Docker Deployment Guide

Run the full Colony pipeline with docker-compose up. The topology consists of singleton services (sprint-master, monitor, webhook-receiver) plus per-repo worker containers that process all task types (analyze, develop, review, merge, plan).

  • Docker Engine 20+ and Docker Compose v2
  • A GitHub token (PAT or GitHub App)
  • An Anthropic API key
  • A colony.config.yaml tailored for your repo(s)
Terminal window
# 1. Copy and fill in environment variables
cp .env.example .env
# Edit .env — set GITHUB_TOKEN and ANTHROPIC_API_KEY
# 2. Prepare your colony.config.yaml
# Workers clone repos at startup — workspace.repo_dir is overridden at runtime.
# Only github.app.private_key_path needs to use the Docker volume path:
# github.app.private_key_path → /colony/keys/github-app.pem
# 3. Build the image
docker-compose build
# 4. Start all agents
docker-compose up -d
# 5. View logs
docker-compose logs -f
VariableRequiredDescription
GITHUB_TOKENYes*GitHub personal access token. Not needed if using App auth.
ANTHROPIC_API_KEYYesAnthropic API key for Claude Code CLI.
DATABASE_URLNo*Postgres connection string. Do not set in .env for Docker Composedocker-compose.yml sets this automatically using the bundled Postgres. Only set manually when using an external database.
COLONY_CONFIGNoBase64-encoded colony.config.yaml. If set, the entrypoint writes it to /colony/colony.config.yaml. Useful for cloud deployments where volume mounts are inconvenient.

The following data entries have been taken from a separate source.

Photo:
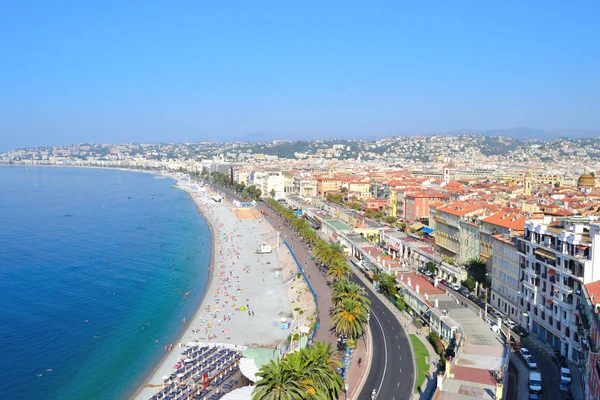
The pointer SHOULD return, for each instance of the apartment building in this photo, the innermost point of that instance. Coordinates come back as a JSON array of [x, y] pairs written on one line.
[[446, 221], [241, 176], [505, 275], [305, 187], [557, 258], [503, 223], [416, 204], [327, 184], [270, 182], [357, 187]]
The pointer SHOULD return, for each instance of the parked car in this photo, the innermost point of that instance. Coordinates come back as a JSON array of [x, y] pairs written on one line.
[[565, 375], [531, 363], [521, 331]]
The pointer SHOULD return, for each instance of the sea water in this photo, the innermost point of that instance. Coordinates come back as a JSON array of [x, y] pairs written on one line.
[[94, 269]]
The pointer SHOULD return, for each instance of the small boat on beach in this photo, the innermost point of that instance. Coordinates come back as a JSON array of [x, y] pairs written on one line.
[[264, 249]]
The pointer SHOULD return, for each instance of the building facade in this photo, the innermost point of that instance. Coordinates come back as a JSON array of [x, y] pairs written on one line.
[[556, 259], [505, 276]]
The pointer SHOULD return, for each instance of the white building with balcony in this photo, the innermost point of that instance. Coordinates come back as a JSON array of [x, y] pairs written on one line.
[[557, 257]]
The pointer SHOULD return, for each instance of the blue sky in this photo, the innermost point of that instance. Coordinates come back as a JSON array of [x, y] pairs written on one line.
[[143, 71]]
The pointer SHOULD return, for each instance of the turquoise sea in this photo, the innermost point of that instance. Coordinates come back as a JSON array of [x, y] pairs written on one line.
[[94, 267]]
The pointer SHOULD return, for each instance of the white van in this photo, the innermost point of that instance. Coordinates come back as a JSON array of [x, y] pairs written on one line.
[[535, 382]]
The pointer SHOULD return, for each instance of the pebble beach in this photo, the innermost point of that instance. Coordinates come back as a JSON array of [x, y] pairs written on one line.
[[246, 299]]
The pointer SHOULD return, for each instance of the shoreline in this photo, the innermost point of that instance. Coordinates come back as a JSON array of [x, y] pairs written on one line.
[[240, 280], [163, 359], [232, 236]]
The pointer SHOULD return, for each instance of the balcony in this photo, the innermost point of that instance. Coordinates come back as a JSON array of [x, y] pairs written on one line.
[[566, 288]]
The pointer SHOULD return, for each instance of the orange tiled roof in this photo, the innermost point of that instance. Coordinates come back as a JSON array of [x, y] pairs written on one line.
[[508, 220]]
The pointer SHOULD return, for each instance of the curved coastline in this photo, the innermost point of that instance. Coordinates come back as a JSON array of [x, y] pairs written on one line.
[[198, 308]]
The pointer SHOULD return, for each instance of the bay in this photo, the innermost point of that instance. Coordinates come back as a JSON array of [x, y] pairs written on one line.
[[94, 267]]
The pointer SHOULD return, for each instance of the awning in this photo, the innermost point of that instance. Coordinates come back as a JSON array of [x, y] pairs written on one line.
[[416, 226], [545, 253], [249, 369], [243, 393]]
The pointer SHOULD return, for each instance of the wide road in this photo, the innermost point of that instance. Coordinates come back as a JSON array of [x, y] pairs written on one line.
[[392, 370], [392, 367]]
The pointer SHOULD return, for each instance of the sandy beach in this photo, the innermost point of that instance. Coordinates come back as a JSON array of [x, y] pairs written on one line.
[[246, 298]]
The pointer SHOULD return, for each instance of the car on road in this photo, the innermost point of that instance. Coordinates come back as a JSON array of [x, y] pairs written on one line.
[[531, 363], [510, 324], [535, 382], [565, 375], [521, 331]]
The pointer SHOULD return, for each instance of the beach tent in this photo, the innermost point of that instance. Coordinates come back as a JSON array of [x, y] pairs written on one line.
[[249, 369], [243, 393]]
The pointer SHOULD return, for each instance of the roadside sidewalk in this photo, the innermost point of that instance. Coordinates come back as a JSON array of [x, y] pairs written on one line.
[[357, 374], [405, 319]]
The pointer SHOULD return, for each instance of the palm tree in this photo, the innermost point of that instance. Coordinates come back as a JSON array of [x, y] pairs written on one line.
[[305, 374], [309, 234], [277, 383], [349, 318], [338, 270], [329, 253], [344, 289], [319, 370]]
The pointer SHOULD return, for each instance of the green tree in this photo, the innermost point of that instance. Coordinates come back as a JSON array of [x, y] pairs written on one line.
[[400, 304], [390, 220], [476, 270], [469, 283], [387, 283], [278, 382], [309, 234], [338, 270], [431, 267], [349, 318], [345, 289]]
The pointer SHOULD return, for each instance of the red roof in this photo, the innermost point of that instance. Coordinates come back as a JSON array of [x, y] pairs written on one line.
[[512, 221]]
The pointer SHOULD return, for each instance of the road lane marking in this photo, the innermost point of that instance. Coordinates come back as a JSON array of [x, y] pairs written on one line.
[[385, 350]]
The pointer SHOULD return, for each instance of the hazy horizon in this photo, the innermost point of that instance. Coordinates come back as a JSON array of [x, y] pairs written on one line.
[[166, 72]]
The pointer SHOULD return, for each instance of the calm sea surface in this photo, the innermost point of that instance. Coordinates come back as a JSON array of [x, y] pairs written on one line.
[[94, 267]]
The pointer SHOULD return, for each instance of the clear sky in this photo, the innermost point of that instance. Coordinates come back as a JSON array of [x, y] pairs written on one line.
[[143, 71]]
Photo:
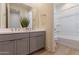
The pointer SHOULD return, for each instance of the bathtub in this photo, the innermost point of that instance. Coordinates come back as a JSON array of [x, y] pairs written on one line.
[[67, 40]]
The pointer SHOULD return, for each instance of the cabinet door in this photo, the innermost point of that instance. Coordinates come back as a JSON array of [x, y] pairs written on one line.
[[22, 46], [36, 43], [7, 48]]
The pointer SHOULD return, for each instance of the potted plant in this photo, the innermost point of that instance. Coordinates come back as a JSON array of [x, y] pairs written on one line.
[[24, 22]]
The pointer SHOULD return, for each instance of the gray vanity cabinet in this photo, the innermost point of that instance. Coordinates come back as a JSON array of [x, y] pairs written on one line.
[[37, 41], [7, 47], [22, 46]]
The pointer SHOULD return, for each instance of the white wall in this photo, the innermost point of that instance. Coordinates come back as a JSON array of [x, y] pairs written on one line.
[[69, 21]]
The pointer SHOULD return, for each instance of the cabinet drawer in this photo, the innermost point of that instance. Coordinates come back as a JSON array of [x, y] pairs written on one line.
[[41, 33], [7, 48], [5, 37], [20, 35]]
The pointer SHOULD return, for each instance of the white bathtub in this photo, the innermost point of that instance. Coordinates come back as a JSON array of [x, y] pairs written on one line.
[[70, 41]]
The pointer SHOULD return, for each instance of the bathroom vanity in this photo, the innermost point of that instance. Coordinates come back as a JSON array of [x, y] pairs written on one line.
[[21, 43]]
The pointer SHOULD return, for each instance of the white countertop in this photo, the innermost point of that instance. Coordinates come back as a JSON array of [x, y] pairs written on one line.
[[10, 32]]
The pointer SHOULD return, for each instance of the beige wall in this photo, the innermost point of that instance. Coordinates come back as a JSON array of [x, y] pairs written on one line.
[[2, 15], [43, 18]]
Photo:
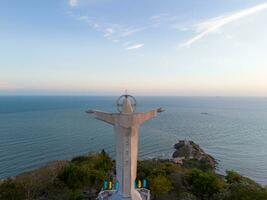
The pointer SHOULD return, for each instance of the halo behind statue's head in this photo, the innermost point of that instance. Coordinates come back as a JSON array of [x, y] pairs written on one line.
[[121, 99]]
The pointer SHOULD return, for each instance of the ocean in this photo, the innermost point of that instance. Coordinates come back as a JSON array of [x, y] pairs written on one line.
[[37, 129]]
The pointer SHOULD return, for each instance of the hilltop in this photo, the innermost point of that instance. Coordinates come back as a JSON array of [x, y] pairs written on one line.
[[83, 176]]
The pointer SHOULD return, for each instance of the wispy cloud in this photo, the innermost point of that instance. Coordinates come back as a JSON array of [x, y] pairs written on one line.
[[213, 25], [136, 46], [116, 33], [73, 3]]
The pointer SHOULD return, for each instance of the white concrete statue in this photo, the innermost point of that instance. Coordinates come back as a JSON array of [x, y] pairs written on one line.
[[126, 124]]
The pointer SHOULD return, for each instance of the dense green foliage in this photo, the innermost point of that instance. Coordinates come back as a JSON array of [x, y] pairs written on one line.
[[83, 176]]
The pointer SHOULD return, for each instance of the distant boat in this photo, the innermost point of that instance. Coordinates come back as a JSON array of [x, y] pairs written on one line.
[[204, 113]]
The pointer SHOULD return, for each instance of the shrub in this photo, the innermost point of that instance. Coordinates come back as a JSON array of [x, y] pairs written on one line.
[[203, 184], [12, 190], [160, 185]]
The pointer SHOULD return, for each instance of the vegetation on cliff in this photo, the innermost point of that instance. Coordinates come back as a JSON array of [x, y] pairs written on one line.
[[82, 178]]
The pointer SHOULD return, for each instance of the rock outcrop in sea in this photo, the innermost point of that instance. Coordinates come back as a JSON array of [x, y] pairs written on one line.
[[189, 153]]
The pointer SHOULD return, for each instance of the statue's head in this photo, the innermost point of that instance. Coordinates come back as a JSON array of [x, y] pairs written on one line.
[[126, 103]]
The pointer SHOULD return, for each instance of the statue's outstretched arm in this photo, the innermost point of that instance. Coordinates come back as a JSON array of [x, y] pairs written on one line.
[[103, 116], [140, 118]]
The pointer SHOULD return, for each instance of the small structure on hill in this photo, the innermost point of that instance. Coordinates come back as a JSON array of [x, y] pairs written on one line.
[[188, 150], [126, 124]]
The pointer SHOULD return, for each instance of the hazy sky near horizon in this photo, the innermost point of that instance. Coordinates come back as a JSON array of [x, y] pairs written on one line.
[[149, 47]]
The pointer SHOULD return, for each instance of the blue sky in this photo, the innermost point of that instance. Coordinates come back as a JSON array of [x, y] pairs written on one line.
[[149, 47]]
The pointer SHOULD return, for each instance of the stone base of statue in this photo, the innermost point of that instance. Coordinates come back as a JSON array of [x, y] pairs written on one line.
[[139, 194]]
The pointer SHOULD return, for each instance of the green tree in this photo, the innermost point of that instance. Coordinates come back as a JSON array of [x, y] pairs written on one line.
[[203, 184], [159, 185], [12, 190]]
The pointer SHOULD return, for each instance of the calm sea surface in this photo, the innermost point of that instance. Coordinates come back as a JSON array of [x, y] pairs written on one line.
[[36, 130]]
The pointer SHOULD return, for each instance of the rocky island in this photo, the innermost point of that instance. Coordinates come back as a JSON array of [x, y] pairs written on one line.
[[188, 153], [189, 175]]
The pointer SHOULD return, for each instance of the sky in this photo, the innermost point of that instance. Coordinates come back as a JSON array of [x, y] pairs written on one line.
[[149, 47]]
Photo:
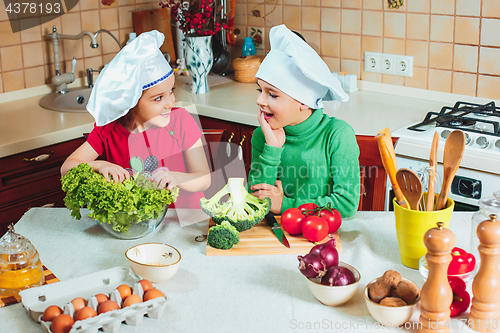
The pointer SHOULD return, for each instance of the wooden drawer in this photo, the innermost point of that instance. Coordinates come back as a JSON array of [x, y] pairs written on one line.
[[12, 213], [27, 160]]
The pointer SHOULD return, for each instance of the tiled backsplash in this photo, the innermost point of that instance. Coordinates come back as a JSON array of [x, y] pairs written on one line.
[[455, 43]]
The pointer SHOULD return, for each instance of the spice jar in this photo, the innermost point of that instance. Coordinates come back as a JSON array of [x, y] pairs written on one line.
[[20, 266], [487, 206]]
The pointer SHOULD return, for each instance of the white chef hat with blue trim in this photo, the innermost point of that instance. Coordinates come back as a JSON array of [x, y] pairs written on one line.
[[295, 68], [138, 66]]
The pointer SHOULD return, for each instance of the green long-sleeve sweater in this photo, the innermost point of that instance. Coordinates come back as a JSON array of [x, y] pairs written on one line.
[[318, 163]]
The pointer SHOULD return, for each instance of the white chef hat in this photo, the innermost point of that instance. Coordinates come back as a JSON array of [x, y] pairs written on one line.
[[138, 66], [295, 68]]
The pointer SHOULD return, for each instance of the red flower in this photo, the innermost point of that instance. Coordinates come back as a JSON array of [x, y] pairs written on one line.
[[195, 19]]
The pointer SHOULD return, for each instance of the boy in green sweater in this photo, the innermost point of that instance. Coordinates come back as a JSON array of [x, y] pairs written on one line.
[[299, 154]]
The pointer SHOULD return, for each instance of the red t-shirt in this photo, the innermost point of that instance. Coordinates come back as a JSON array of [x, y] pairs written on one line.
[[154, 148]]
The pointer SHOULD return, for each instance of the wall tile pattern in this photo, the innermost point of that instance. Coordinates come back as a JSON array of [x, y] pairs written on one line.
[[455, 43], [27, 59]]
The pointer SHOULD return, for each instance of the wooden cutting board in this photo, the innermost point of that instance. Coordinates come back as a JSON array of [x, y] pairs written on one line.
[[260, 240], [156, 19]]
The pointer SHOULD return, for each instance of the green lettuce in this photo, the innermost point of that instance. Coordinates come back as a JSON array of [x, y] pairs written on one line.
[[107, 201]]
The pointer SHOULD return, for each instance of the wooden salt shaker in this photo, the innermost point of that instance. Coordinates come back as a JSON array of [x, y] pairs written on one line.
[[485, 311], [436, 295]]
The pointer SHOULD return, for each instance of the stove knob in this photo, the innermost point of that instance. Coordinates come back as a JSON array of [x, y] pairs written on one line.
[[467, 139], [445, 133], [482, 142]]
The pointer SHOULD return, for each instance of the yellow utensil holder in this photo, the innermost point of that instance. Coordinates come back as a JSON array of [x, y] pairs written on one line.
[[411, 226]]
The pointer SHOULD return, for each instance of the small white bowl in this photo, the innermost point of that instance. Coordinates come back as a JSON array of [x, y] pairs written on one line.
[[390, 316], [335, 295], [156, 262]]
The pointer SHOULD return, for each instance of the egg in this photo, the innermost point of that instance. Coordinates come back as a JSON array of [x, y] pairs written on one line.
[[51, 312], [153, 293], [132, 299], [62, 324], [101, 298], [85, 312], [124, 290], [146, 285], [107, 306], [78, 303]]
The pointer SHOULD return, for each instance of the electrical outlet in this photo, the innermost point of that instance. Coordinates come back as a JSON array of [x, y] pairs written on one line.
[[385, 63]]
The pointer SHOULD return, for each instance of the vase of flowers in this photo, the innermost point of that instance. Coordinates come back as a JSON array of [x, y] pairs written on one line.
[[197, 19]]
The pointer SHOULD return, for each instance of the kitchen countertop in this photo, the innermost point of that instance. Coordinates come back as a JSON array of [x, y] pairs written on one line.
[[24, 125], [260, 293]]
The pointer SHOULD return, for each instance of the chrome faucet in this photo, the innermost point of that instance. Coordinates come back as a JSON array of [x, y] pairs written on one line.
[[90, 76], [61, 80]]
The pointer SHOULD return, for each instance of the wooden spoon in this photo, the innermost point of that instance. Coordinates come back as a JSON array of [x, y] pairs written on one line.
[[453, 152], [432, 172], [411, 186]]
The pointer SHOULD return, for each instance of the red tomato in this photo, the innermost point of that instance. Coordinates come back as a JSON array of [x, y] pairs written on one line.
[[291, 221], [307, 206], [314, 228], [333, 218]]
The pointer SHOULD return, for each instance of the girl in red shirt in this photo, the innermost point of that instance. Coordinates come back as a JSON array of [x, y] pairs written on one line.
[[138, 129]]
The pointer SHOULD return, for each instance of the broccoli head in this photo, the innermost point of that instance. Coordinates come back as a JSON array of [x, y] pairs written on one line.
[[242, 209], [223, 236]]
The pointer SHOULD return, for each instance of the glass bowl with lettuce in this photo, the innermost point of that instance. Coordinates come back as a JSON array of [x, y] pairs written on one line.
[[127, 210]]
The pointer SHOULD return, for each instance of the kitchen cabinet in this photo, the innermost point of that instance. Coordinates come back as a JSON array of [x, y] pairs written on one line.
[[32, 179]]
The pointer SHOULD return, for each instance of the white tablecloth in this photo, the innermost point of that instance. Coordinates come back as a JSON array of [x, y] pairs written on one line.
[[231, 293]]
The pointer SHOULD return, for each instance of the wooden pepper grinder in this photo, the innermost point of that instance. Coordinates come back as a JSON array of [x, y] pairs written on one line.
[[485, 311], [436, 295]]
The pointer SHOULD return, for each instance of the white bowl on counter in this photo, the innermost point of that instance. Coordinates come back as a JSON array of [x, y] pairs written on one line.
[[156, 262], [335, 295]]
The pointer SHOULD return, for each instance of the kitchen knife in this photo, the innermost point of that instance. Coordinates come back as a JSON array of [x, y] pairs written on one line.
[[271, 220]]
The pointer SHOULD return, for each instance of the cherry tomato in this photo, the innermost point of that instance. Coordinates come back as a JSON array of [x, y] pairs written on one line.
[[314, 228], [307, 206], [333, 218], [291, 220]]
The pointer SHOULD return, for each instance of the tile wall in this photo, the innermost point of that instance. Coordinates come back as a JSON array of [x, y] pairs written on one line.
[[27, 59], [455, 43]]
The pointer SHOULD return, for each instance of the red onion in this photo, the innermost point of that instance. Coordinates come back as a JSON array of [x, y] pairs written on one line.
[[338, 276], [327, 252], [312, 266]]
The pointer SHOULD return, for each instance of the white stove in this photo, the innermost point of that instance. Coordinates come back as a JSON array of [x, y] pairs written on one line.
[[479, 173]]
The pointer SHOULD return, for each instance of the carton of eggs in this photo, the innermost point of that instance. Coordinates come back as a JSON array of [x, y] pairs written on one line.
[[121, 299]]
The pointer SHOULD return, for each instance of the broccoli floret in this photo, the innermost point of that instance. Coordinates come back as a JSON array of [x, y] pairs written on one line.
[[223, 236], [242, 209]]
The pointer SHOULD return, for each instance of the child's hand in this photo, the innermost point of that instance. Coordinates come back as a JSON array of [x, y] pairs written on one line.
[[163, 177], [106, 169], [275, 193], [274, 137]]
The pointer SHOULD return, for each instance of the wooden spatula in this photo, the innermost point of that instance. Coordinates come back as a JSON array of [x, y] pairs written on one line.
[[453, 152], [411, 186], [432, 173]]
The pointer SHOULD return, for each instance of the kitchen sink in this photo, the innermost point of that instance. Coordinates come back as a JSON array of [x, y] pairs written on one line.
[[75, 100]]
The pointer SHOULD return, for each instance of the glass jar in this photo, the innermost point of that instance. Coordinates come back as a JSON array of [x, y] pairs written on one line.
[[248, 47], [20, 266], [487, 206]]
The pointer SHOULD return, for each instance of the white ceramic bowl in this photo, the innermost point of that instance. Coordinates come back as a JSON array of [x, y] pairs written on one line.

COLONY_AGENTNoWhich agent to run. Set per service in docker-compose.yml. Values: sprint-master, monitor, webhook-receiver, cli, <name>-worker-<N> (e.g., colony-worker-1).
COLONY_REPONoScopes a worker to a single repository (e.g., your-org/your-repo). Set per worker service in multi-repo deployments.
WEBHOOK_SECRETNoGitHub webhook secret for signature validation. Required when running the webhook-receiver service.
NODE_OPTIONSNoNode.js runtime flags (e.g., --max-old-space-size=4096).
/colony/colony.config.yaml — config file (mount read-only)
/colony/keys/github-app.pem — GitHub App A PEM (mount read-only, if using App auth)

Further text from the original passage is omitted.